China’s LNG Imports Rise 29% in First Half; Coal Increases 61%

China’s imports of liquefied natural gas rose 29 percent in the first half of 2012 from a year earlier while purchases of coal climbed 61 percent, according to the Beijing-based General Administration of Customs.

LNG supplies increased to 6.7 million metric tons through June this year with the delivered unit cost of the fuel at $549 a ton, or $11.30 per million British thermal units, according to the data. Coal imports, excluding lignite and including metallurgical coal, climbed to 113 million tons, delivered at an average of $118.55 a ton.

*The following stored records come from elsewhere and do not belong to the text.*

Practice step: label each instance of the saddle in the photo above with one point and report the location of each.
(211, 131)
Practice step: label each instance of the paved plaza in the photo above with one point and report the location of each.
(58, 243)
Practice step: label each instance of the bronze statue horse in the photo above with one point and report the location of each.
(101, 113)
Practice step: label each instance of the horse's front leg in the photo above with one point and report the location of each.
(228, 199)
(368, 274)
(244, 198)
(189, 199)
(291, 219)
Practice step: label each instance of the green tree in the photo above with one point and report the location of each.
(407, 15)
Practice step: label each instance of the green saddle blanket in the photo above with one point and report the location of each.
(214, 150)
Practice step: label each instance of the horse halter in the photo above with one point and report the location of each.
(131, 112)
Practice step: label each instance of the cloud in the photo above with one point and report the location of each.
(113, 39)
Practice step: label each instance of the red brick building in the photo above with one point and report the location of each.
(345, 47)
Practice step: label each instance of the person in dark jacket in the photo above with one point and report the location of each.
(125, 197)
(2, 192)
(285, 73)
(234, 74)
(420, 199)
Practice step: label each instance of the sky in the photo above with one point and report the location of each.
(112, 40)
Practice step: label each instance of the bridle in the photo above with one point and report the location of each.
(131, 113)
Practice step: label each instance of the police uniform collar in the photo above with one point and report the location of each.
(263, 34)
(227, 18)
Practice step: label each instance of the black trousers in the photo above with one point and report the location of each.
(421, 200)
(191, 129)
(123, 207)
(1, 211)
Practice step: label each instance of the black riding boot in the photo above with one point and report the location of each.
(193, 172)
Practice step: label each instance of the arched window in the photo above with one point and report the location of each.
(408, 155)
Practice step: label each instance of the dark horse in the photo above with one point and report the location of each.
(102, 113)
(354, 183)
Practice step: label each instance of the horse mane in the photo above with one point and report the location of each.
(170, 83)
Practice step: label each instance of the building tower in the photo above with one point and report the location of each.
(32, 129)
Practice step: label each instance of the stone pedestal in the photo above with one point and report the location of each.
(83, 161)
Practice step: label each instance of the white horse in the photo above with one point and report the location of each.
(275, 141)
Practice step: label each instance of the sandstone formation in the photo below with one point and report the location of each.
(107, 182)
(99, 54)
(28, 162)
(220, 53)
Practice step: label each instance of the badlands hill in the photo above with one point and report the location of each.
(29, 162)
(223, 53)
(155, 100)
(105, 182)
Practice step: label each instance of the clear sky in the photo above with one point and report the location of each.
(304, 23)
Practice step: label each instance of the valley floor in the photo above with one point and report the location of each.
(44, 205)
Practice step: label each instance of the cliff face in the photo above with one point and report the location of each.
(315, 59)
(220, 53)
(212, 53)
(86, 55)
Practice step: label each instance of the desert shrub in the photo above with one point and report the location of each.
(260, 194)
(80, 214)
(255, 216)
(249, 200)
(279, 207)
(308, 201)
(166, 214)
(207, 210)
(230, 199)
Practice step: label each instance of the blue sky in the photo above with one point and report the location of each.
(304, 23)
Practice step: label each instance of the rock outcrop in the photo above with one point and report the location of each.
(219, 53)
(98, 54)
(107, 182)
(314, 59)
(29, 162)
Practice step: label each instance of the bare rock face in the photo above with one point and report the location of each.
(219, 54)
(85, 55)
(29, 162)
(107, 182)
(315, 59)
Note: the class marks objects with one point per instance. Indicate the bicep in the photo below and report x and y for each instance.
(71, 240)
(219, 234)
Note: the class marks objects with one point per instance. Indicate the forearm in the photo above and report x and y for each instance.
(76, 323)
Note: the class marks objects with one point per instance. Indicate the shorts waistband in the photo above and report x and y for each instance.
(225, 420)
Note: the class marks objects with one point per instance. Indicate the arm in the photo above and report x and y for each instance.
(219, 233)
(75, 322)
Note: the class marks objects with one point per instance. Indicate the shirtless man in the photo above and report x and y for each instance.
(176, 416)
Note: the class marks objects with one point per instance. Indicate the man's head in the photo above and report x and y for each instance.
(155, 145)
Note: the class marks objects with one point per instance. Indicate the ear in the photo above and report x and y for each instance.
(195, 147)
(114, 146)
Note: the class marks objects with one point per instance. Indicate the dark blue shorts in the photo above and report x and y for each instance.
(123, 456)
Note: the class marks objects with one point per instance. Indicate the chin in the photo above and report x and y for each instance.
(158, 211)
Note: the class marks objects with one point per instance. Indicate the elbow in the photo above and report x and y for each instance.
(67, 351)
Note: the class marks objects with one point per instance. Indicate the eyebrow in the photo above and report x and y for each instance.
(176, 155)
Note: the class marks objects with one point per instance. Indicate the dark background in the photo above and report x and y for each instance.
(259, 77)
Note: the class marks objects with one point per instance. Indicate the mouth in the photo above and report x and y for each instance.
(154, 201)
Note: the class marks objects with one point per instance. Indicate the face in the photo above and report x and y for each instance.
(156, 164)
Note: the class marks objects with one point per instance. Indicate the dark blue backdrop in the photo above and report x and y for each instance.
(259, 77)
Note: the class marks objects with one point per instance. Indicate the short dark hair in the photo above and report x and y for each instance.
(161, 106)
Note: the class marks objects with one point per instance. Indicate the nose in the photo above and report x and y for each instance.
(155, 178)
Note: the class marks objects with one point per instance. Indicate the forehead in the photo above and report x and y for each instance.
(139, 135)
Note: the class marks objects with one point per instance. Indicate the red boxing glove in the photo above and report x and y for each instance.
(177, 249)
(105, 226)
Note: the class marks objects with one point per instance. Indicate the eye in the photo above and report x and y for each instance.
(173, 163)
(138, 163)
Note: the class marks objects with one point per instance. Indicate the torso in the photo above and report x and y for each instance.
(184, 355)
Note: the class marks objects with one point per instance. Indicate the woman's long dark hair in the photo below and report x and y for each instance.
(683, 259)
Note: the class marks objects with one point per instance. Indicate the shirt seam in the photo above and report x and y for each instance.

Crude futures, used to price contracted supplies of LNG, averaged $113.61 a barrel in London in the first half, which in calorie equivalent terms was about $19.59 per million Btu.

Purchases of LNG in June rose 16 percent to 1.21 million tons at $602 a ton compared with a year earlier, according to the data. The country bought 120,000 tons of the fuel from Nigeria at about $899 a ton. That’s equivalent to $18.50 per million Btu.

The country paid $511 a ton in May for LNG purchases and about $21 per million Btu for a spot purchase from Russia, according to customs data. Piped gas volumes from Turkmenistan increased by 58 percent in the first half to 7.28 million tons at $552 a ton.

Coal purchases climbed 65 percent in June from a year earlier to 22.53 million tons, according to the data. That cost an average $115 a ton.